The Outsourced DPO has been out and about delivering training this week which has been rather fun and a refreshing change in that you can generally finish a day without acquiring any new actions!

The early part of the week was spent running 90-minute classroom sessions about the GDPR and how it affects the client’s operations – a social housing provider in Sussex, and mid-week it was a detailed look at managing processors, datasharing arrangements and disclosures in Surrey.

I rather like doing data protection training – sure it requires an awful lot of preparation but it’s good fun and I like injecting a bit of interaction into the proceedings to make data protection law a bit less daunting and dry. And so this week I have played “Breach or No Breach” complete with interactive flash cards which is turning out to be a good little game, “Pin the processor on Eaore’s behind” – processors on one cheek, data sharing on the other, and “Pass the Bomb” – a pretty good ice breaker to get the group in the zone and the session motoring repurposing parts of a game my children used to play when they were younger.

Of course providing training about the GDPR is necessary and useful, but I think the key to making a difference is to provide training in how to work within the policy framework set out by the client organisation and how to operate the procedures that they have implemented. Our ultimate goal in providing training is not just to impart knowledge – the long-term aim is to change behaviour and culture.

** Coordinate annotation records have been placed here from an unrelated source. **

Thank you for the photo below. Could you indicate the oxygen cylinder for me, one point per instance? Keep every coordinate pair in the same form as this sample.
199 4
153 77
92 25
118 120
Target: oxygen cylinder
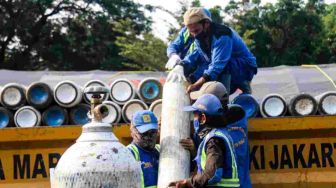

I often recount the tail of turning up at a client site early one morning and taking note of 20 white sacks of confidential waste – 60% or so of which were open –sitting by the front door in reception awaiting collection by the waste contractor and then noting that they were still in the same place when I left late in the afternoon. “Most of these bags are open Jamie”, I said to my host, “who’s responsibility is it to make sure the confidential waste bags are sealed?” “Well it’s mine Phil”, said Jamie, “only I have been with you most of the morning so I’ve not been able to deal with them.” I put my hand into one of the sacks (as you do) and pulled out several sheets of neatly typed A4 sheets documenting an HR meeting dealing with a staff complaint about a colleague. “But Jamie”, I said, “surely it is everyone’s responsibility? It could be their personal data which is left lying around like this.” What seemed obvious to me clearly hadn’t registered with the employees of this particular company.

So while we talk in training sessions about the principle of restricting access to information etal. – why is it that there is often a gap between nodding in the training session and applying the principle in the work-place?